When we entered the large room that night, I noticed the demographics: About half Asian American, a quarter White, and a quarter of Latino/a and Black students. We were asked to break up into small groups by race, and within race, national origin. The room was filled with subgroups of Asian Americans, and Steph and I walked over to the Korean group. Once assembled, we began to dialogue about how strange it was that we were suddenly being forced to clump together as Koreans, even though our experiences were so different as Korean immigrants, a Korean who grew up in Hong Kong, Korean Americans who grew up in Korea, a Korean from Hawaii who did not understand why people on the mainland made such a big deal about race, and us, two Korean Americans from Ohio. We gathered again as a large group, and each small group shared insights from its discussion time. I was struck by the stories shared by the small group of multiracial students, who expressed how they never knew where they fit.
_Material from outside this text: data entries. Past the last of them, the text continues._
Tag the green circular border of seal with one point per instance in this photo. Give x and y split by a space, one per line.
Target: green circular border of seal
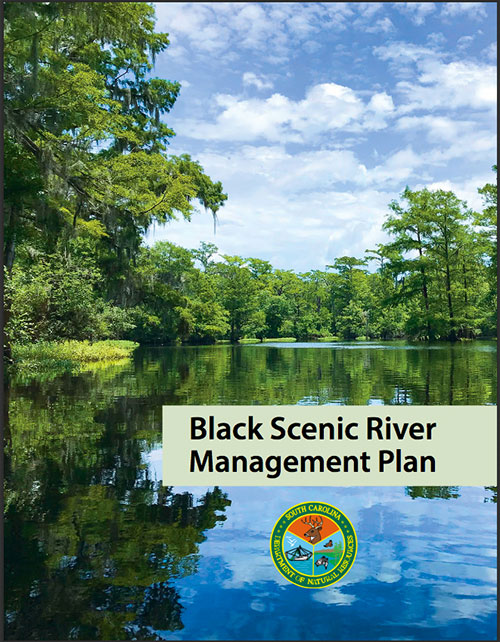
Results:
278 554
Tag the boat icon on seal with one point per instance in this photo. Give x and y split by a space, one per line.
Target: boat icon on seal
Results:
298 554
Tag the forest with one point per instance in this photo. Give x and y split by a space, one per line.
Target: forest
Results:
87 172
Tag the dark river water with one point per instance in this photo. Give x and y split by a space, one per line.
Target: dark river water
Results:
97 549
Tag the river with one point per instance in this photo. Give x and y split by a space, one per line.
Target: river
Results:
97 549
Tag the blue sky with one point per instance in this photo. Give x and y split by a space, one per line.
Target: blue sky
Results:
316 115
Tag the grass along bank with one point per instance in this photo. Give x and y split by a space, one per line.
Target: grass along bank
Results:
68 356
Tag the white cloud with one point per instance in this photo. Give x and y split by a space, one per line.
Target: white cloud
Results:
326 108
491 52
416 11
475 10
440 84
258 81
464 42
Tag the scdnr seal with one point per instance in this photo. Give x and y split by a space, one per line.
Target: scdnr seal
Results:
313 544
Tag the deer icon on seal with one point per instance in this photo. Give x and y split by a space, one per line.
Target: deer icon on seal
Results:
313 533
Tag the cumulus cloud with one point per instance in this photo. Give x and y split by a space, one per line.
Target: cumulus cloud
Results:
258 81
417 12
326 108
475 10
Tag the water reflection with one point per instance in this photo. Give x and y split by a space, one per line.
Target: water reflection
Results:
97 549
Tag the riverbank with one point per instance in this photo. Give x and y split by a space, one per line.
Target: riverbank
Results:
56 357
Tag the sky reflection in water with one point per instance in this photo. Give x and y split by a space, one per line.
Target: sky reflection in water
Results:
425 569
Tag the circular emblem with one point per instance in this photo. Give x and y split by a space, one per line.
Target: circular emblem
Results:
313 544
Then the facilitators began to encourage students to talk between groups, to share some of their thoughts about other racial/ethnic groups. One of the facilitators, a Chinese American woman, shared how she had been called out by a Black friend when she made the comment that “Black people sing so well,” learning a lesson about the dangers of positive stereotyping. A few minutes later, an Asian American female student cautiously shared a stereotype that she had heard about Korean American men, that they “beat their wives.” A few other students nodded in recognition. Then Jack, a Korean American from Los Angeles, joined the conversation. He had a strong emotional reaction, saying how he was tired of being stereotyped as a Korean American male and how hurtful it was to hear such comments, even though he recognized that domestic violence was pervasive within the community. Finally his voice broke, and someone passed him a Kleenex box.
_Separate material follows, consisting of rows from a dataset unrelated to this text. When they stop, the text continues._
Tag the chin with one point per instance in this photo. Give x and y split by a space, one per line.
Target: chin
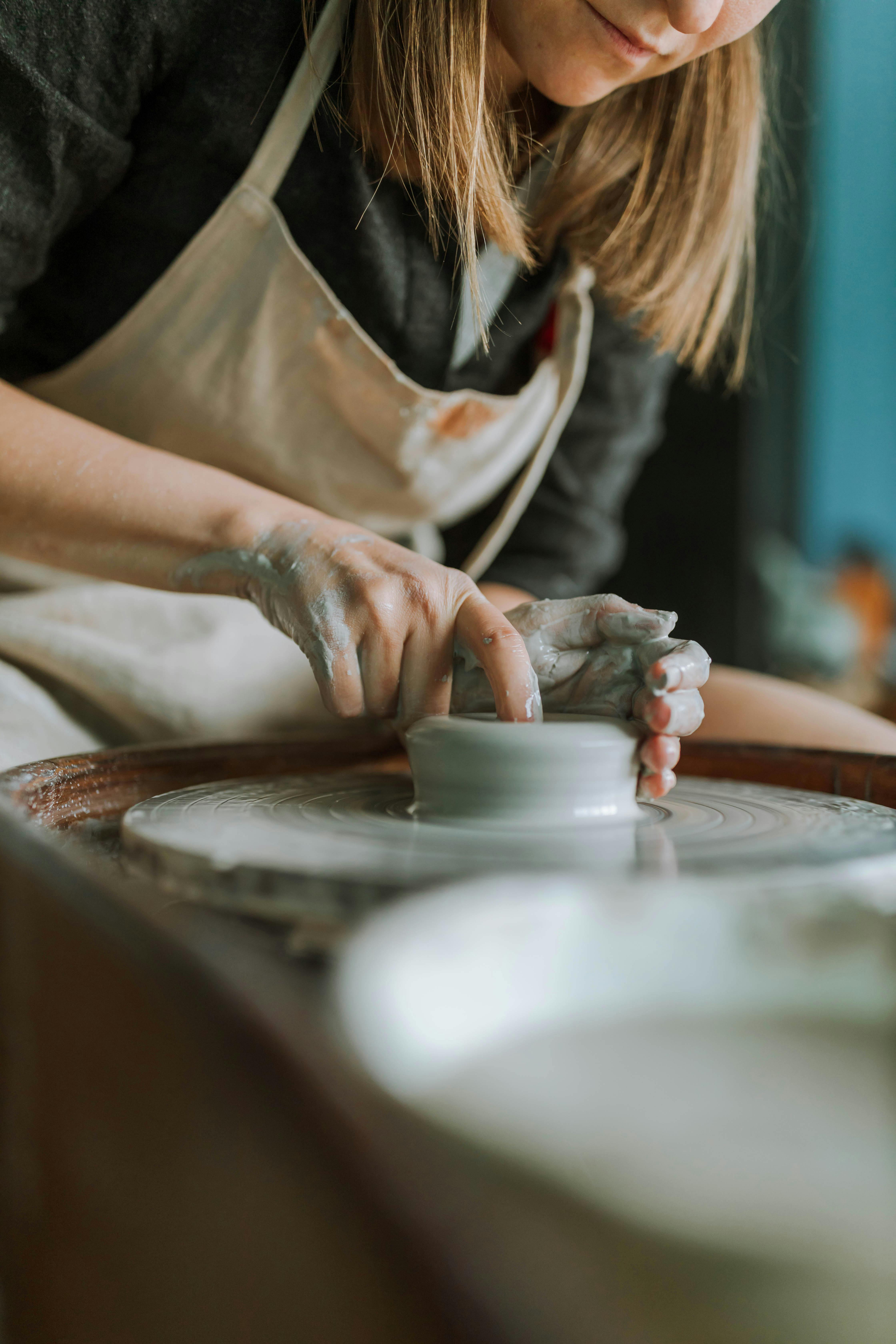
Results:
574 89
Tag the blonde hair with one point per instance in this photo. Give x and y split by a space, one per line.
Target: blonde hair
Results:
653 186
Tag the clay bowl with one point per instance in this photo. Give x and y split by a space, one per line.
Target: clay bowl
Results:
569 771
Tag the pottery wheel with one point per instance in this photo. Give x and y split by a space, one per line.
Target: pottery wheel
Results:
354 833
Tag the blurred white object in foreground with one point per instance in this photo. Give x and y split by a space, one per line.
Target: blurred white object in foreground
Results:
717 1069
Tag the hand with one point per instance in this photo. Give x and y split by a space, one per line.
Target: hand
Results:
378 623
605 656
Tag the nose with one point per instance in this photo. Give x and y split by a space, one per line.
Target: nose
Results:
694 15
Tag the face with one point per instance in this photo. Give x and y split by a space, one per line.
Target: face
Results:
577 52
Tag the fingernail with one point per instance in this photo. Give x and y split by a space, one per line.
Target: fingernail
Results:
668 681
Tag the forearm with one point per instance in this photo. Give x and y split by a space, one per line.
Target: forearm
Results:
81 498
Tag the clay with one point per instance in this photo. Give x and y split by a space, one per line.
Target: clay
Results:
261 839
566 771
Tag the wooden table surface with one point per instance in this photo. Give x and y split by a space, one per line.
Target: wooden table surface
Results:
189 1152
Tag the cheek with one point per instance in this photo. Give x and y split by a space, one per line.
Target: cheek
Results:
737 19
557 46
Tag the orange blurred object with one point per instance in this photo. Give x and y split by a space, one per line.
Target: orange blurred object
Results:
866 589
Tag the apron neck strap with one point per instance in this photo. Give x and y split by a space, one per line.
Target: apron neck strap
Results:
287 131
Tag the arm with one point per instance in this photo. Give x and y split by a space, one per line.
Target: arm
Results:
378 623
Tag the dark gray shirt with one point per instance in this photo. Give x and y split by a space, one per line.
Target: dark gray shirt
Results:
123 127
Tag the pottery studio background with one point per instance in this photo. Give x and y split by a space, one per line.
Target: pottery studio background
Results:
769 519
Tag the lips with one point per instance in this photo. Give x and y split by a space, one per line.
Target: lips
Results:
627 44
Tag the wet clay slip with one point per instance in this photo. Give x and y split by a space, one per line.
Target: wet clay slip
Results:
565 772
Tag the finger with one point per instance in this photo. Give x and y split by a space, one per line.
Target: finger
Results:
684 669
500 650
339 679
581 623
425 686
381 663
656 785
678 714
660 753
637 627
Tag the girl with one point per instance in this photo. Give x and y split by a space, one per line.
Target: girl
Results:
365 316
The facilitators rushed to diffuse the intensity of the situation, and my mind began to wander, asking questions like why had I never experienced this type of raw, honest dialogue during college? How were the students processing the discussion? And strangest of all, why and how was this forum occurring at a Christian student organization, of all places? Later that night, Steph and I sat in the dining hall and debriefed. “You know…I never thought about this stuff like you do, but I think there might be something there with this race thing,” she pondered.